Saturday, December 07, 2013

Un tout petit dit sur les courts-métrages




Il serait facétieux et insidieusement déroutent, de considérer un morceau de bobine, composé de quelques séquences disparates et incohérentes, comme un court-métrage. Un petit air de musique ne fait pas une symphonie. Le court-métrage est pour les films de longue durée, ce que la petite nouvelle littéraire est pour les grandes fresques romanesques. L’auteur doit se limiter à l’essentiel et au plus éloquemment disert. Il y a plus d’exigence et il faut qu’il y ait du proverbial et de l’axiomatique dans le condensé d’images ainsi présenté. Le court-métrage évoque plus qu’il relate ; et les images qui le composent, doivent être précieusement concentrées et habilement recherchées. Les nouvellistes et les cinéastes du «court» doivent avoir les mêmes réflexes : épuration, économie textuelle et conceptuelle. En tant que ténor de la spécialité, se passant de tout commentaire, Guy de Maupassant avait donné à lire de petits joyaux pleins de suspense et de rebondissements. Parallèlement, et à l’échelle mondiale, le court-métrage a ses ténors et ses sommités. Mais de l’autre côté de la palette, on trouve les plagiaires et les copistes qui savent mal copier. Ils nuisent au genre et le rendent fâcheusement fade. Bref, il n’est pas facile d’imaginer une histoire saisissante entre protagonistes et antagonistes et d’en filmer la quintessence en un laps de temps.
Dans les longs métrages, on peut tolérer quelques petites extravagances scénaristiques, s’écartant du socle de base, pourvu qu’elles ne s’étalent pas comme une mauvaise dilution, pour frelater la substance vitale du film. Dans certains longs-métrages et par étourderie outrancière, on a l’air de voir plusieurs films incorporés en un seul, à cause justement de cette exubérance d’images superflues et excédentaires, qu’un peu d’intelligence dans le montage de postproduction, aurait évitée salutairement. 

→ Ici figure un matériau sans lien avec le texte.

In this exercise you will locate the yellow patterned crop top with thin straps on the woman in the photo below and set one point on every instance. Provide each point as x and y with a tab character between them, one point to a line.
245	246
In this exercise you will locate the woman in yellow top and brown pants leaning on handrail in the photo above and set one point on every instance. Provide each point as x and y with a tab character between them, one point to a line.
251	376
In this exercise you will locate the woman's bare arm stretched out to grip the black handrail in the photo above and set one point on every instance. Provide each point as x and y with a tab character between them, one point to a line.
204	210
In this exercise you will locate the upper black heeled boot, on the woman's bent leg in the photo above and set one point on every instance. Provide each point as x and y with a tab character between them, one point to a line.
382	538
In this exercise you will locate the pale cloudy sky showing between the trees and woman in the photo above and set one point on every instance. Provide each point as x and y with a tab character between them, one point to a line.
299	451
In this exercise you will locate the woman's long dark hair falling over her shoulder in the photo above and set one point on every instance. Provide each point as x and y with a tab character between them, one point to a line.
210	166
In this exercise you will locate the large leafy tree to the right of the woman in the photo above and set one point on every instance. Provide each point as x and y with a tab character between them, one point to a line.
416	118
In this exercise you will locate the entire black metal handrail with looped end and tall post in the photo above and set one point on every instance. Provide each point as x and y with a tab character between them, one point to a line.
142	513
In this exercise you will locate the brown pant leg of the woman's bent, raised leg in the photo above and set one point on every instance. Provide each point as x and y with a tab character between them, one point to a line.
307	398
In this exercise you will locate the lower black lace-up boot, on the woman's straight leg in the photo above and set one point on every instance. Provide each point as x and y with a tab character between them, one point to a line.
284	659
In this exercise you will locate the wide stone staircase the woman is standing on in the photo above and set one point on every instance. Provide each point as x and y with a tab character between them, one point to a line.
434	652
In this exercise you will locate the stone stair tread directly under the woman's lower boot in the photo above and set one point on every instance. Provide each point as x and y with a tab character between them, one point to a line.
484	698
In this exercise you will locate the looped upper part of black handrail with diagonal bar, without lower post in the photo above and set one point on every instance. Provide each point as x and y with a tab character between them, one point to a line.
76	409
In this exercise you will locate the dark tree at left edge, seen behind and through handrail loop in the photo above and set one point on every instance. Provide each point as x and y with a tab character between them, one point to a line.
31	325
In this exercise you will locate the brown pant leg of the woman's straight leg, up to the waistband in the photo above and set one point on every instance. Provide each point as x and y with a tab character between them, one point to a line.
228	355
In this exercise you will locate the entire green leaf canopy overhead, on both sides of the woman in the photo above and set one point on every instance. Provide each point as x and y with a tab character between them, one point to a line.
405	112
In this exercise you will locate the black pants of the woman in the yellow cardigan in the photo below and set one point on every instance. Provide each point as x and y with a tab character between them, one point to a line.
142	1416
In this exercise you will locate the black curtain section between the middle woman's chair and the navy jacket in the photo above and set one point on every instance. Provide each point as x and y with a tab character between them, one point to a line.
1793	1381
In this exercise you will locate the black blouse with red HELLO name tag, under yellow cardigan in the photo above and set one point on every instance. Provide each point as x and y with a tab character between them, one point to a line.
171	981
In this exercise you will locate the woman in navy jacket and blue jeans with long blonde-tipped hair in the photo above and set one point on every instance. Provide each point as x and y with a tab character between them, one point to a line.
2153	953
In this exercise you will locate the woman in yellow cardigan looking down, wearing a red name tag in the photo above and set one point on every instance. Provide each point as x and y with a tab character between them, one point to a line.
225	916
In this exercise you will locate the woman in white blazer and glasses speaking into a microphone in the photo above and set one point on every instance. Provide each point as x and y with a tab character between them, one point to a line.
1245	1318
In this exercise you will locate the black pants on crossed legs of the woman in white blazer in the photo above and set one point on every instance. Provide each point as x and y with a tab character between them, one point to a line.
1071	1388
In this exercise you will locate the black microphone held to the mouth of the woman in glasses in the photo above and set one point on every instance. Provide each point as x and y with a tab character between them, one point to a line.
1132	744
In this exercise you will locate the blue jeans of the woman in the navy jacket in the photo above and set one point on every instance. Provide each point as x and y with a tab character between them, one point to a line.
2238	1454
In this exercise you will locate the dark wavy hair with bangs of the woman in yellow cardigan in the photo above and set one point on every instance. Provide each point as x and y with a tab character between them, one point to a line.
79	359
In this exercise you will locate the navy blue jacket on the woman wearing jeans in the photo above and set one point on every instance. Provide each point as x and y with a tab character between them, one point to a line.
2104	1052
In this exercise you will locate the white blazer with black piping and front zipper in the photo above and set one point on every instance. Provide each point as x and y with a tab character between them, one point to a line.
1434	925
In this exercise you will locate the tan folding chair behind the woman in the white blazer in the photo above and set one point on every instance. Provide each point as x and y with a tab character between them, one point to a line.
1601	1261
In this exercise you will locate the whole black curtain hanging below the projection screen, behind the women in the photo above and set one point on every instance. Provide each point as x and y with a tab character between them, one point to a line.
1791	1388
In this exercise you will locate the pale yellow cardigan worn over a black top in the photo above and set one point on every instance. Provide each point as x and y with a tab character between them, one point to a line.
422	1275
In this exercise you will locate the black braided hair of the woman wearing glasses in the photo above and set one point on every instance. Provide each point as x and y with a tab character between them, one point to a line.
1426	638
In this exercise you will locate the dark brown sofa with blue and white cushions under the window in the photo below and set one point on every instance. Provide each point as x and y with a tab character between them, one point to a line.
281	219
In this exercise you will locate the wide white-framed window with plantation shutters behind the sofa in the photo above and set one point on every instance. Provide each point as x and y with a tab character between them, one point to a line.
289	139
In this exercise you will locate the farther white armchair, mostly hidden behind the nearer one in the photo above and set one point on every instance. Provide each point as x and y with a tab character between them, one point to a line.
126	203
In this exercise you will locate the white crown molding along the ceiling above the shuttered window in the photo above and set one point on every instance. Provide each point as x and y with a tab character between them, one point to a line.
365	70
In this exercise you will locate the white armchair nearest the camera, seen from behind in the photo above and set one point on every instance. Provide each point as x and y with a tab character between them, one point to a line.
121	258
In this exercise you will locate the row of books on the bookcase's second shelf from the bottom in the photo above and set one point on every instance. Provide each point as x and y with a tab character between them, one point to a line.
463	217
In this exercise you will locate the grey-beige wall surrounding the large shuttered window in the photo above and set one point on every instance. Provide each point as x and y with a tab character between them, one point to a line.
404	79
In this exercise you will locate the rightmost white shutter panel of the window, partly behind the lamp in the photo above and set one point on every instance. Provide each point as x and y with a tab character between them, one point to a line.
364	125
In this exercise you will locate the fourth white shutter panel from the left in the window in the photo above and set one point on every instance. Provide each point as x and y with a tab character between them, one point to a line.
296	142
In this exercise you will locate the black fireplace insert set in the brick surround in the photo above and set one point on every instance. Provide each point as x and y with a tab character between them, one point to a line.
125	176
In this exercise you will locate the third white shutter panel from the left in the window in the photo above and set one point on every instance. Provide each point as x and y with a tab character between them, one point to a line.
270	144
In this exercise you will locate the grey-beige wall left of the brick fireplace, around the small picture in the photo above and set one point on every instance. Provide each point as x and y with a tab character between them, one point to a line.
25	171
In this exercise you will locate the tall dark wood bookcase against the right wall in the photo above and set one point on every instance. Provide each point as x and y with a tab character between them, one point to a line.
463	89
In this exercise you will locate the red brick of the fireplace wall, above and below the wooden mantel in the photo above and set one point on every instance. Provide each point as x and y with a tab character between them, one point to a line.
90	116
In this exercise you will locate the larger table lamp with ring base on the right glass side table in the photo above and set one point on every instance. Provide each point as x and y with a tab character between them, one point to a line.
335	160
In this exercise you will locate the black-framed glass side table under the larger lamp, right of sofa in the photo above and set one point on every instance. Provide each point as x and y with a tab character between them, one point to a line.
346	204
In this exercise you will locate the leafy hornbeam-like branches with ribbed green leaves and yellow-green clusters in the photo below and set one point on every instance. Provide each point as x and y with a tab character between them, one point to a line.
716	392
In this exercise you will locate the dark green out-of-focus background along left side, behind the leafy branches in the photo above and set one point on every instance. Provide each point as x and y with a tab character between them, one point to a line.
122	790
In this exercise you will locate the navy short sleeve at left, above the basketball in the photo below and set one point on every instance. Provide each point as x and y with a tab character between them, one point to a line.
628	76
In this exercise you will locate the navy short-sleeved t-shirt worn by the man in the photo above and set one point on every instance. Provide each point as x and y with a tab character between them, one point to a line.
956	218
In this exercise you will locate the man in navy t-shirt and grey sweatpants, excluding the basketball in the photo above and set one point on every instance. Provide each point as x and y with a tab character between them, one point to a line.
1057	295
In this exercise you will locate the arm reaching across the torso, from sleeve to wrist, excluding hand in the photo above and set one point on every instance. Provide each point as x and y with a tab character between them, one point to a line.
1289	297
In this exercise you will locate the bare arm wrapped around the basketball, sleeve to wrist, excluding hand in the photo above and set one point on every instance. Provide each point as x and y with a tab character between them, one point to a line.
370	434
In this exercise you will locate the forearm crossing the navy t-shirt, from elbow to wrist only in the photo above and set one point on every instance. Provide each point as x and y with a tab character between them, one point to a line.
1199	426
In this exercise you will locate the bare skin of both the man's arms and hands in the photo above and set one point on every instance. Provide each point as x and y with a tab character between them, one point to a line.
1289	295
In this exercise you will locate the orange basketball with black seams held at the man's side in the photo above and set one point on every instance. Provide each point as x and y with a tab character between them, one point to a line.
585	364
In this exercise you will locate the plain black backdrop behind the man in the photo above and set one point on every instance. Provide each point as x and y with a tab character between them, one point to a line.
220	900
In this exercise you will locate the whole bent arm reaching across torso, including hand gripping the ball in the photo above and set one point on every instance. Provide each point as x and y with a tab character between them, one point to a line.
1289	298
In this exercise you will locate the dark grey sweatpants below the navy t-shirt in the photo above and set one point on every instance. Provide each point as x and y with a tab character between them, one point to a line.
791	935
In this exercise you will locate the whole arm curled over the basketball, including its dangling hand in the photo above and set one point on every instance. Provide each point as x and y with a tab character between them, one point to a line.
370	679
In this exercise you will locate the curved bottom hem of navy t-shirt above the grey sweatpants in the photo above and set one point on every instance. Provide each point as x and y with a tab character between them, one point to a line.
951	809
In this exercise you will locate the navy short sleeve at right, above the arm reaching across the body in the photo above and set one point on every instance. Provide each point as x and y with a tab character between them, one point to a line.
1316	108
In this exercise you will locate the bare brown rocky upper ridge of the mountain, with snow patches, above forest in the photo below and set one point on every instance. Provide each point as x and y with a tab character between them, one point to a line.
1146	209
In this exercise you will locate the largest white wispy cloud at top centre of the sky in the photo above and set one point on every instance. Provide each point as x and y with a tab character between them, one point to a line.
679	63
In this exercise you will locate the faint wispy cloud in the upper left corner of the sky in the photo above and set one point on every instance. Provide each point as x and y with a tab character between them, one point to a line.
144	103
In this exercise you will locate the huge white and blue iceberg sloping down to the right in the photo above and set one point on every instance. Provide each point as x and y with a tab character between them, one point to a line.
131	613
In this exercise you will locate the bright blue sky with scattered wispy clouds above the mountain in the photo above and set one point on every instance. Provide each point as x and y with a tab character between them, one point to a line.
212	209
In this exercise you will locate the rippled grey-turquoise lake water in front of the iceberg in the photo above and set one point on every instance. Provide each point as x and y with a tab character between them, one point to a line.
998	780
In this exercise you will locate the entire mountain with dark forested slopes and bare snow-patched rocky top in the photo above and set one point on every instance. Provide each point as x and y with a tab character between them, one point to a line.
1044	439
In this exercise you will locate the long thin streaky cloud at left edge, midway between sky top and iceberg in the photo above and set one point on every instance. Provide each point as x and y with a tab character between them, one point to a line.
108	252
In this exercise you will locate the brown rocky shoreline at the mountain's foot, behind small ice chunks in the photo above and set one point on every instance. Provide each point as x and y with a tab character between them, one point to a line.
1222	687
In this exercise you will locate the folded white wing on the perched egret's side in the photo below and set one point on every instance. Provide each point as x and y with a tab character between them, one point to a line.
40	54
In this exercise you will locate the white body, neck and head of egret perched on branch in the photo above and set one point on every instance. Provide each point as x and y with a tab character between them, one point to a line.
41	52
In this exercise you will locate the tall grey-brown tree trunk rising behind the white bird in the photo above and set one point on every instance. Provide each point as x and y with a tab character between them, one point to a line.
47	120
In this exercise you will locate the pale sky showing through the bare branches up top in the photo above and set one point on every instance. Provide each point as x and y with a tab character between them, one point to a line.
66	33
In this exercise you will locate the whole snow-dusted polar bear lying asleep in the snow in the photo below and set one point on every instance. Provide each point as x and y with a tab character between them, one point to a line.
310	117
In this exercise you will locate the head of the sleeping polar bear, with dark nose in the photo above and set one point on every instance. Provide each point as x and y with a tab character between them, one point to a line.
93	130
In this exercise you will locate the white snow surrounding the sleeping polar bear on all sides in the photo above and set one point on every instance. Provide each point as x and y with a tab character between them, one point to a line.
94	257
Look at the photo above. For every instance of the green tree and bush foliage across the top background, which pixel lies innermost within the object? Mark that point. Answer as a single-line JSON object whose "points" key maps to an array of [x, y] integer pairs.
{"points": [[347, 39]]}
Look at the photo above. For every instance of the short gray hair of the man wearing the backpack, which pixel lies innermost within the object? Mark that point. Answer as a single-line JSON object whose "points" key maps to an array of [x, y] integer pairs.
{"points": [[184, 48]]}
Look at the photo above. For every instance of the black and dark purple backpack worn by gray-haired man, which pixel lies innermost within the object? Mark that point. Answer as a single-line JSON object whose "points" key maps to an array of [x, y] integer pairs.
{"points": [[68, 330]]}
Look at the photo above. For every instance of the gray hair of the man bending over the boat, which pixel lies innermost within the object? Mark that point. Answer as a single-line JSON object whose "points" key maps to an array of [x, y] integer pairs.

En matière de cinéma, dans les petites longueurs, les langueurs et les redondances sont inadmissibles et inacceptables. On attend des spécialistes du «court» qu’ils fassent preuve de pertinence cinématographique et qu’ils donnent libre cours à leur imagination, si on en a un brin. L’idée du film est essentielle. Plus il y a du génie, plus il y a de chance de gagner le pari. Le plus souvent, le scénario du court-métrage se résume à son synopsis. Chaque plan doit être pensé et repensé plusieurs fois, avant d’être filmé. On n’en a pas une multitude, fort heureusement. Par conséquent, un travail d’orfèvrerie et de fine ébénisterie est exigé de ces «menuisiers du cellophane», que ceux du pixel commencent à concurrencer sérieusement, avec leurs digitaux appareils de prise de vue et de mixage.
Malheureusement, l’on remarque qu’avec la prolifération anarchique desdites «rencontres» de cinéma  et des festivaloïdes fourre-tout, la mauvaise qualité prédomine et avec le «silence critique» des plumes les plus éclairées de la critique cinématographique, les navets supplantent la pépinière. Les goinfres pique-assiettes, qui profitent rituellement de leurs tenues, encouragent ces estrades mensongères, faites de complaisance et de hors propos, en approuvant les difformités audiovisuelles qui en sortent, comme des monstruosités Frankensteiniennes, issues d’un laboratoire de clonage artificiel, déontologiquement mal en point.
Nous vivons une époque où la beauté est phagocytée par la laideur et les sponsors étatiques ou privés, malavisés en fin de compte en sont, hélas, l’outil perfide de multiplication, de prolifération et d’expansion. Le prétentieux et le biscornu sont derrière le cuisant bide. Au Maroc, les officiels du cinoche ont fait fausse manœuvre, en croyant bêtement que le court-métrage mène au «long». Ils en font un préliminaire pour cinéastes débutants. Or, en réalité, le court-métrage, dans son acception organique, n’a rien à voir avec la marche d’un escalier ou la barre horizontale d’une échelle, qu’il faudrait gravir pour devenir réalisateur. C’est un style à part entière et un choix qui a ses spécifications et ses exigences, comme le film documentaire en a les siennes.